Senate debates

Thursday, 22 June 2017

Bills

Productivity Commission Amendment (Addressing Inequality) Bill 2017; Second Reading

11:27 am

Photo of David LeyonhjelmDavid Leyonhjelm (NSW, Liberal Democratic Party) Share this | Hansard source

I rise to oppose Labor's Productivity Commission Amendment (Addressing Inequality) Bill 2017. This bill would require the Productivity Commission to prepare five-yearly reports on the effects of inequality. A saving grace of this is that this requirement is not loaded with an assumption that inequality is bad and the government should counter inequality. The Productivity Commission would hopefully measure the things that matter to people, how equally these things are distributed and the effect of this distribution.

Some people want more money, more goods and services and more assets, so the commission would measure inequality in these things and assess the effects of such inequality. But consumption is not all that matters to people. Inequality is found in many areas of life. Some people at death's door just want to survive, while others with poor health just want to be able to enjoy everyday life. The lonely among us long for friends, meaningful relationships and family. Many yearn to have children. Some people long to find meaningful employment and have fulfilling careers. Some people are tired of carrying the tax burden for others. Some just want a bit of respect. Some people have a spiritual gap in their lives and some people wish they were better looking or still had hair on their heads. Good luck to the Productivity Commission if it has to measure and assess inequality with respect to all of this. Given the problems confronting the governments of Australia, this exercise does not strike me as the best use of the Productivity Commission's time.

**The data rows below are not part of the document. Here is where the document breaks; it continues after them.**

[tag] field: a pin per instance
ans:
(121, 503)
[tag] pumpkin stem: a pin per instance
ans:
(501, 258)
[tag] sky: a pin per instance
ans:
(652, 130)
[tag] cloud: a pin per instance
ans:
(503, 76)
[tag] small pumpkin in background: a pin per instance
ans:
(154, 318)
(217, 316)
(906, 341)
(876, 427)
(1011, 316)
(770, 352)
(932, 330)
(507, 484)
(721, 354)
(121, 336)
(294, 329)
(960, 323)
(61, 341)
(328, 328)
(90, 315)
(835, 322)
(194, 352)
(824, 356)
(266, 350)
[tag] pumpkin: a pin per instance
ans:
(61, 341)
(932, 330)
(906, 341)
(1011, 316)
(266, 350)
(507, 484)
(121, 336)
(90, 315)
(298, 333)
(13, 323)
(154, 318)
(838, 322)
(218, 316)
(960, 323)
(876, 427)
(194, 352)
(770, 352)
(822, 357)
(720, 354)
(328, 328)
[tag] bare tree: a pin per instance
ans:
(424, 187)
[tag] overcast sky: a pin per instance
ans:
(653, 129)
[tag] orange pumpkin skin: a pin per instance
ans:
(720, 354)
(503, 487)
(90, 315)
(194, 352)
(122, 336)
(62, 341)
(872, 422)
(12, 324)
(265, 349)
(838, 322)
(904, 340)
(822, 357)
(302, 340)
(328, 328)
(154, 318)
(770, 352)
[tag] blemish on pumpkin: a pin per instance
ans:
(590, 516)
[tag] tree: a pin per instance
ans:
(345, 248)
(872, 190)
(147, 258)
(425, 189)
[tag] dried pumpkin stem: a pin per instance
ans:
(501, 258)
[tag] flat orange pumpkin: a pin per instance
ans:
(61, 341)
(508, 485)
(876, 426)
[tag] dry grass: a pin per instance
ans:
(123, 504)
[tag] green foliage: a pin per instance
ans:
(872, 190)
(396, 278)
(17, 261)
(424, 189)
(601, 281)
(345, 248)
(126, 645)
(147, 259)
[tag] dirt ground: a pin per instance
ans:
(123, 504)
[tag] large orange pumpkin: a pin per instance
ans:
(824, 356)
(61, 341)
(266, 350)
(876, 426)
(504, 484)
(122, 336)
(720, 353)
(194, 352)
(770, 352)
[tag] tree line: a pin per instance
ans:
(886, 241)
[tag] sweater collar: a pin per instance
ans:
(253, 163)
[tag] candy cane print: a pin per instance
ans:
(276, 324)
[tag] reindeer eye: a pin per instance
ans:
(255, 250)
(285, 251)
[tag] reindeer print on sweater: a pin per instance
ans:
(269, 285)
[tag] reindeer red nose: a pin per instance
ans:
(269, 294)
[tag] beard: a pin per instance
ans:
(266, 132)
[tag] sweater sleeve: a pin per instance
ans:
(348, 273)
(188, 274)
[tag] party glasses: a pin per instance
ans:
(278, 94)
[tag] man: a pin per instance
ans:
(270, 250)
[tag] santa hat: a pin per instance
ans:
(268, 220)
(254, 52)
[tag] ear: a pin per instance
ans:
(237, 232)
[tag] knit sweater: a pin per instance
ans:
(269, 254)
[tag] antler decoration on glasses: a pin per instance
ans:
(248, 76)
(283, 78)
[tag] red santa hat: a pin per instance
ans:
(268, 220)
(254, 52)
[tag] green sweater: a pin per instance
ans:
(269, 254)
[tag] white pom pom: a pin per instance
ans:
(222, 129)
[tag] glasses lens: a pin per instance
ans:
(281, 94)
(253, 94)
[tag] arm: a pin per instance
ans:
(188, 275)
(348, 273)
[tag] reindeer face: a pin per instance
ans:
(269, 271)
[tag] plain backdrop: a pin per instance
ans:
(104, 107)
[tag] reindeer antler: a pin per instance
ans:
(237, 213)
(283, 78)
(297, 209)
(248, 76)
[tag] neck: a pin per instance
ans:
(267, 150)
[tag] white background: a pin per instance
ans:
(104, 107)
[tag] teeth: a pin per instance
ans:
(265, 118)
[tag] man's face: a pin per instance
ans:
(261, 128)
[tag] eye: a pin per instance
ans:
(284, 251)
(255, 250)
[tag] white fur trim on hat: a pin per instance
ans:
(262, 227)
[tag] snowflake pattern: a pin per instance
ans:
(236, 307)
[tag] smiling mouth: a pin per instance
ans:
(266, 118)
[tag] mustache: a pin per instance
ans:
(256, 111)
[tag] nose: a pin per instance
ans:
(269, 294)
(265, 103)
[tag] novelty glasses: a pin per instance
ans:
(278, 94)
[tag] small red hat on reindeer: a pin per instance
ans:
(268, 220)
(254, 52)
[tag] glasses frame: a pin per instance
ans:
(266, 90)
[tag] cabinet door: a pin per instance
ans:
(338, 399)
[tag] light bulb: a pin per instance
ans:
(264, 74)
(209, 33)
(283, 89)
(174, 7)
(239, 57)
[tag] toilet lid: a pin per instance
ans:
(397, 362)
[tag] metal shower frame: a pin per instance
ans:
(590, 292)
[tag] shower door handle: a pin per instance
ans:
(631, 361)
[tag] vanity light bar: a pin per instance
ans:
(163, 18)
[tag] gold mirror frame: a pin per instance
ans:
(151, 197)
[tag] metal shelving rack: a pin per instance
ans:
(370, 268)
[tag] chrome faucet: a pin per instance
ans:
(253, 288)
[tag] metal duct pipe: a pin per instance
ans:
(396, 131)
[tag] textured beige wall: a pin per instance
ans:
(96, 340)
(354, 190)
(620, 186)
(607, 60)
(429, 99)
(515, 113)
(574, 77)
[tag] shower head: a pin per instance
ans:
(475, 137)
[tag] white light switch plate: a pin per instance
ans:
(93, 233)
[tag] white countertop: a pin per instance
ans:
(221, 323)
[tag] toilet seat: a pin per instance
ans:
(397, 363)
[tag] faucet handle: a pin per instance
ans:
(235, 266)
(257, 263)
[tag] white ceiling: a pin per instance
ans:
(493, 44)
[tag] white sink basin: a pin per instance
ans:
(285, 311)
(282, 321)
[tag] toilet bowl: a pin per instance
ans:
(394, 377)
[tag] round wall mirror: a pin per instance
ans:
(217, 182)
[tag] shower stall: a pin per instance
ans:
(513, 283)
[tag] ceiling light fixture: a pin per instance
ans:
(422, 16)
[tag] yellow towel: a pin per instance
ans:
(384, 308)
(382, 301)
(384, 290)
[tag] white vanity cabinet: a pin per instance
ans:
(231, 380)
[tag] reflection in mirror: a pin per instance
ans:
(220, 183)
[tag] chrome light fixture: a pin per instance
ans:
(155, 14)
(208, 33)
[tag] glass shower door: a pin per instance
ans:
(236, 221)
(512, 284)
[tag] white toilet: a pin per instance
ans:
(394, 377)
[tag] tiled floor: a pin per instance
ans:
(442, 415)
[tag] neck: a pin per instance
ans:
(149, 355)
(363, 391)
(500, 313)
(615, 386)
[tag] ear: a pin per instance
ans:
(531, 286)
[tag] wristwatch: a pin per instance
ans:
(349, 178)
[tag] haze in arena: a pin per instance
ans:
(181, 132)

However, the critical component of the bill before the Senate today is a requirement on the Productivity Commission, in performance of all its functions, to have regard to the need 'to mitigate the negative effects of inequality on the Australian economy and the Australian community.' This requires the commission to accept, before it has done any investigation, that inequality has negative effects that should be mitigated. This undermines the usefulness of having an organisation where staff are tasked to gather evidence and come to their own conclusions.

As it happens, inequality does have negative effects, namely: envy. But the moral thing for the government in response to this envy is to do nothing. The role of government should not be to do whatever the median voter wants, which could very well be to seize the property of the minority. The role of government is to protect life, liberty and property and, more broadly, to do other beneficial things that businesses cannot profitably provide due to free riding. In other words, liberty should trump democracy. This is in the long-term interests of Australians, including the median voter.

Currently the bipartisan obsession with spending other people's money has us on a slow path to self-destruction. I urge parliamentarians, whenever they are thinking about spending more of other people's money, to consider what Australia will look like in decades ahead if such behaviour were to continue. Equality in poverty is not something we should aspire to.